Vorige week verkocht u haring in de viswinkel en nu werkt u in een kaashandel. Hoe komt dat?, vraagt de jongedame. Ja, de dokter heeft mij verandering van lucht voorgeschreven, zegt de jongeheer.
De klant keek heel kritisch naar de kelner die de bestelling kwam opnemen en zich intussen onophoudelijk stond te krabben. Hebt u soms eczeem?, vroeg hij aan de kelner. Als het niet op het menu staat, dan niet, zegt de kelner.
Tijdens een grote brand zochten enkele spuitgasten hun toevlucht in een likeurzaak. De politiecommissaris, die hen daar had zien binnengaan, kwam hen achterna. Toen hij hun daar zo zag zitten, elk met een fles cognac voor zich, zei hij: Noemen jullie dat spuiten?. Nee, zei één van hun, wij noemen dat blussen.

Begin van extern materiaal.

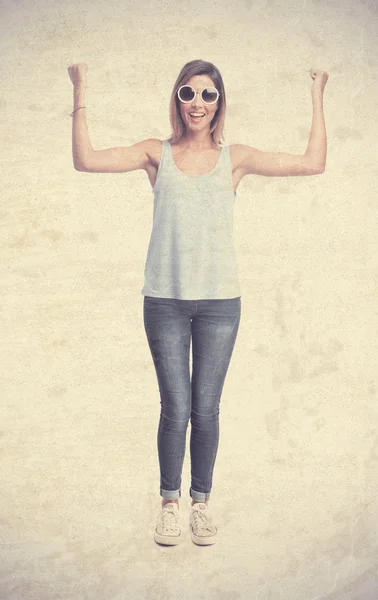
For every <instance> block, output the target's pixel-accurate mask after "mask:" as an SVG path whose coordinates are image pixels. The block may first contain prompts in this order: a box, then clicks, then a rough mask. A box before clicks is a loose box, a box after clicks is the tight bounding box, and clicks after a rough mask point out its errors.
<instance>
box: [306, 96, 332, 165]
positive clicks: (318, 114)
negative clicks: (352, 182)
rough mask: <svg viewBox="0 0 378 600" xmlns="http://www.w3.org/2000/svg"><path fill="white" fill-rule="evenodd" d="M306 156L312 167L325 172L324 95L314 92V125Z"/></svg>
mask: <svg viewBox="0 0 378 600" xmlns="http://www.w3.org/2000/svg"><path fill="white" fill-rule="evenodd" d="M305 156H307V157H309V158H310V160H311V163H312V165H313V166H314V167H315V168H316V169H319V170H320V171H324V169H325V164H326V157H327V133H326V126H325V120H324V110H323V93H322V92H321V91H319V90H313V91H312V125H311V131H310V136H309V140H308V145H307V149H306V152H305Z"/></svg>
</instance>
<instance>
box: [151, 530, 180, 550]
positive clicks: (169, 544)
mask: <svg viewBox="0 0 378 600" xmlns="http://www.w3.org/2000/svg"><path fill="white" fill-rule="evenodd" d="M181 539H182V535H181V533H180V535H161V534H160V533H158V532H157V531H156V529H155V531H154V540H155V542H157V543H158V544H163V545H164V546H177V544H179V543H180V542H181Z"/></svg>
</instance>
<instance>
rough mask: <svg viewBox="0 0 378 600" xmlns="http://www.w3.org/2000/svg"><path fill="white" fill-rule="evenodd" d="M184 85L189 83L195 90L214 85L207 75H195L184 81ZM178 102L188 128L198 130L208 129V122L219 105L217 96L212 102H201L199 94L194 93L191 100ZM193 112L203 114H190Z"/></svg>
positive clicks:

De spierkracht van vrouwen wisselt in de loop van de dag, zegt de meester. Overdag kunnen ze nog geen bokaal appelmoes openkrijgen, maar 's nachts is het werkelijk onmogelijk om een stuk donsdeken van hen los te trekken.
Heb je soms zin in een borrel?, vraagt de gastheer. Ja, graag, zei de gast. Ik drink trouwens alleen bij speciale gelegenheden. En welke gelegenheden zijn dat dan, als ik dat vragen mag?, vraagt de gastheer. Als het regent en als het droog is, zegt de gast.
Wat?. Moet jij nu alweer naar de ontwapenningsconferentie?, vraagt de kapitein. Ja, vandaag behandelen we het voorstel tot verlaging van de temperatuur van kokende olie, zegt de soldaat.